I've seen lots of people that run both. You can tuck the harnesses out of the way when you don't need them. A harness is hard to live with on the street, you can't lean forward! As a matter of fact, if you are correctly wearing a 5-point harness, you can't move at all.
I tend to see things the opposite of graewulf on this subject. A harness system is more appropriate for things that involve speed. If you play on really big hills where MULTIPLE rollovers are possible then you need the harness, but rolling off a 4 foot rock ledge at 5mph doesn't really call for a safety-dated NHRA-certified harness system.

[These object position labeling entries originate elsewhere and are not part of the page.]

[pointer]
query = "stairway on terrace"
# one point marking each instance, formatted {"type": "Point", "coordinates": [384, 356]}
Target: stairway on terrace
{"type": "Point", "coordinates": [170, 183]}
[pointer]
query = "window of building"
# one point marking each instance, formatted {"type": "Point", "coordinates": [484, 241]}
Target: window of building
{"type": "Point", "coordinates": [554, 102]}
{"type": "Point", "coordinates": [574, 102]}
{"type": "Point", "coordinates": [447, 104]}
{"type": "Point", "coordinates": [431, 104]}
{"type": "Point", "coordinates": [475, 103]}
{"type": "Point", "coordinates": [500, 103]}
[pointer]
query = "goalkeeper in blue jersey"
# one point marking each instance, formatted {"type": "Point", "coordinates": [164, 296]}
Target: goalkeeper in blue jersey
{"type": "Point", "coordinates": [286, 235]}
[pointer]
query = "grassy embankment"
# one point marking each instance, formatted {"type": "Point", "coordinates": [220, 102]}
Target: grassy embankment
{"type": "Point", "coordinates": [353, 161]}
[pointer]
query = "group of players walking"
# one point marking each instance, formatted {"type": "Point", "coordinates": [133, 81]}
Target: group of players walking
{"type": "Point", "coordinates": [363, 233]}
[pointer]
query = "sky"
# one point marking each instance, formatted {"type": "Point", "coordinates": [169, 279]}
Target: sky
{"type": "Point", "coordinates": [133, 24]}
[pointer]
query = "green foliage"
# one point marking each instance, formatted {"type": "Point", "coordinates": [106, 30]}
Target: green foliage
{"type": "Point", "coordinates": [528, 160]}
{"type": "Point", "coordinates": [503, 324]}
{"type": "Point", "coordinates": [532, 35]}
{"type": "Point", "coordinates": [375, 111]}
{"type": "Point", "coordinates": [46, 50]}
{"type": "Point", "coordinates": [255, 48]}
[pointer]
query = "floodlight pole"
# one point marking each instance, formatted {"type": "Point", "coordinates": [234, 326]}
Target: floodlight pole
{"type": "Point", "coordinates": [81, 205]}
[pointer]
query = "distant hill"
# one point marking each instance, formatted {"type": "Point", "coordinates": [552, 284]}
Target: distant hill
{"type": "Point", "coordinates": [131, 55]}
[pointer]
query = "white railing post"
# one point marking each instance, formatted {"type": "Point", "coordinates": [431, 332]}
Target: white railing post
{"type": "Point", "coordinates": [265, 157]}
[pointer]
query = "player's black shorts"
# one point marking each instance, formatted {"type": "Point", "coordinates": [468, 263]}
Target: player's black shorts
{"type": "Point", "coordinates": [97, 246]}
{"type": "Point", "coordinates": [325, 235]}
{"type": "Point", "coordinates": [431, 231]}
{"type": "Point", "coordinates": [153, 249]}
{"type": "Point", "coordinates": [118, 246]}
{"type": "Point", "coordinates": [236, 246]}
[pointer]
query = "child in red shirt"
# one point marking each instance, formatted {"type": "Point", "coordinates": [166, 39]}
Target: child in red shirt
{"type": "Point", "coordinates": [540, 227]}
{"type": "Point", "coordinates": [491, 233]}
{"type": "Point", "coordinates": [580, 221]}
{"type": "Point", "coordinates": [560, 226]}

If you are going to install a harness, you need to get yourself an NHRA rulebook or look up the rules concerning the correct placement of attachment points. If you install it wrong, the harness itself will hurt you in a crash. Placing the mounts for the shoulder harness at the wrong height or angle can cause severe spine compression followed by permanent paralysis in a frontal impact.
Reasonable prices on harnesses can be found at the dragstrip. In order to remain legal, racers have to replace or recertify when the date tag runs out. To them that harness is junk, to a fourwheeler it's as good as new as long as the webbing isn't torn or chaffed. New ones aren't that expensive though, about $130-$140 for two Simpson five-points from Summit, I think. Just make sure they are SFI approved.